Primarily we offer raw sequence data cleanup, evaluation of sequencing run quality and troubleshooting based on interpretation of uncovered adaptors, sample tags, artifacts, sample insert sizes. Definitely, we do not offer “yet another adaptor removal tool”. Although are many tools around all are performing suboptimally. Not only in terms of algorithms but also in terms of queries. Nobody put so far enough effort to analyse existing issues so the existing tools do not look for the most queries we collected ourselves. Typically, users are left to find on their own what they want to look for, and trim away. Maybe they ask in some internet forum for some query sequences but everybody is clueless. Would anybody sink into the data for long enough, he/she would find plethora of issues and would evetually realize that the existing software tools are not made to handle them well. So, current solutions are fundamentally wrong.
To date the work on 2227 datasets showed that one or two adapter query sequences do not suffice, at all. Not even a hundred, sadly. Any adaptor-removing software should be able to interpret on the fly type of the experimental design and adjust to it by itself (and generate the query sequences on its own).
While most of our efforts went into Roche 454 datasets here are some general comments about our procedure. We analyze reads from every sequencing region independently and collect almost 50 parameters. From these we draw nice charts for each region, split reads by sample MIDs, etc. Actually, we generate plenty of charts (see example images). The key knowledge is a proper detection and exact localization of adapters and artifacts. It does not matter much whether the artifacts are related to the sequencing technology or preceeding sample preparation protocol.

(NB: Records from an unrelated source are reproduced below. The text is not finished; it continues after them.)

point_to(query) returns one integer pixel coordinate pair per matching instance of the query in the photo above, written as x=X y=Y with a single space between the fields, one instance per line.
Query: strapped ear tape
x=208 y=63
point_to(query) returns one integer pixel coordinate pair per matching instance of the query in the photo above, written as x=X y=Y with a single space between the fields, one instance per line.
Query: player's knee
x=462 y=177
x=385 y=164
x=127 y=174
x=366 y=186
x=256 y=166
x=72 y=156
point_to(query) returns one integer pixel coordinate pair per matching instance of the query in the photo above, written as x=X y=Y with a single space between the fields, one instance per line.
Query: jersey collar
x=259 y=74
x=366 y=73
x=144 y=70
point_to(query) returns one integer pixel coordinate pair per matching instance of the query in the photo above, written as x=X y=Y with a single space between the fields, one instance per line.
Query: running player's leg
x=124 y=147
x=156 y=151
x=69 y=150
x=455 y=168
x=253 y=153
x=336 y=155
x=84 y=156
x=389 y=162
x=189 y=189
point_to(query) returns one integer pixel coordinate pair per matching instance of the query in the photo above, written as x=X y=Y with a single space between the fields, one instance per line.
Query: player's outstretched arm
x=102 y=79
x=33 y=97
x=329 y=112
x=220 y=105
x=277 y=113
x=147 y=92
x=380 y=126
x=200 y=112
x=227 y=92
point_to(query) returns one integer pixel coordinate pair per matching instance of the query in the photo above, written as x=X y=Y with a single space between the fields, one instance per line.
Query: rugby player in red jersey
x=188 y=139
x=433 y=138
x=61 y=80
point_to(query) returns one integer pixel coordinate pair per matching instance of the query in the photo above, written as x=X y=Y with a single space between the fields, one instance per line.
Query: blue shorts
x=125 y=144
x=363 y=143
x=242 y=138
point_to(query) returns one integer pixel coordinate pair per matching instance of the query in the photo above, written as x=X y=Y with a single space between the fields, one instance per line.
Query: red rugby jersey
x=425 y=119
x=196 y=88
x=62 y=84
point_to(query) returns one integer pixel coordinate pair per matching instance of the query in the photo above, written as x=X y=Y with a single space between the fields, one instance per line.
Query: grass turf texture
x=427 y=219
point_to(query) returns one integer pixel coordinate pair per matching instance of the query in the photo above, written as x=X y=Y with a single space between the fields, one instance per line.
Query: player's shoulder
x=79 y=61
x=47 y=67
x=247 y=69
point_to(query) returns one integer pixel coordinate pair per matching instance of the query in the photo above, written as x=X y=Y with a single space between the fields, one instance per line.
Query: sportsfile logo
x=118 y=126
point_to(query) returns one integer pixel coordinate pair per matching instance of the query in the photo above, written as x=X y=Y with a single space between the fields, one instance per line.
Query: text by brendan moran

The hunt for adapters / sample tags / artifacts involves hundreds of distinct searches through every raw sequencing read in the dataset and laborious comparison of their matches. Due to different types of sequencing errors popping out in some alignments we do not even use a single tool for the searches. Really, we use two tools independently and then go through their results and select one, the proper-one match to record an answer. Still this is not enough and in some cases we record even some additional backup matches. What a mess, right? Well, this is the reality.
The software was developed by a molecular biologist by education and heart, with molecular-biological interpretation of the problem in mind. The analyses so far have resulted in discrimination of dozens of different experimental setups, each is associated with its own issues and eventually sharing some common issues with another. A brief listing of available methods (differing by design) at Supported protocols page. Of course, in reality one can see even more variants. From the long listing of methods and from the text on this page it should be clear that there is really not a single query sequence, or two, or three … 😉 , to be used by Trimmomatic, Flexbar, whatever adaptor removal tool you know. Even if you would feed them with the right set of queries they would fail to find some matches, because the alignment-producing code cannot be universal. A lot of extra work is done in addition, to e.g. rescue some discarded candidate hits, select as the best match a hit which is sunk somewhere in the middle of the crowd, having sub-optimal score, e-value and other parameters.
The most effort we put so far into shotgun sequencing data. We did process also amplicon datasets but honestly, most amplicon users do not care about stuff which just does not align against their reference sequence. This is not to say there are no artifacts in amplicon sequencing. Not at all, there are many! It seems losses of sequencing capacity between 30 – 60 % are quite normal and “accepted”. However, for shotgun-sequencing and paired-end sequencing (using the amplicon setup in case Roche 454 protocols) one cannot neglect these issues. And that is where we can help as well.
We list here protocols used for sample preparation or followup sequencing. Protocols differ by their complexity and in turn by number of artifacts they inherently generate and also by their sequencing overhead (the ratio between usable nucleotides / sequenced nucleotides). Admittedly, general calculations of sequencing cost of achieved nucleotide per dollar fail in the sense that it does not matter how many nucleotides were output by software of the sequencer, no matter if we speak about so called ‘high-qual’ or ‘high+low qual’ basecalls. In contrary, what counts is how many of them remain after proper cleanup of the data from sequencing adaptors, sample tags, artifacts. Notably, there are datasets around from which merely nothing is left after cleanup.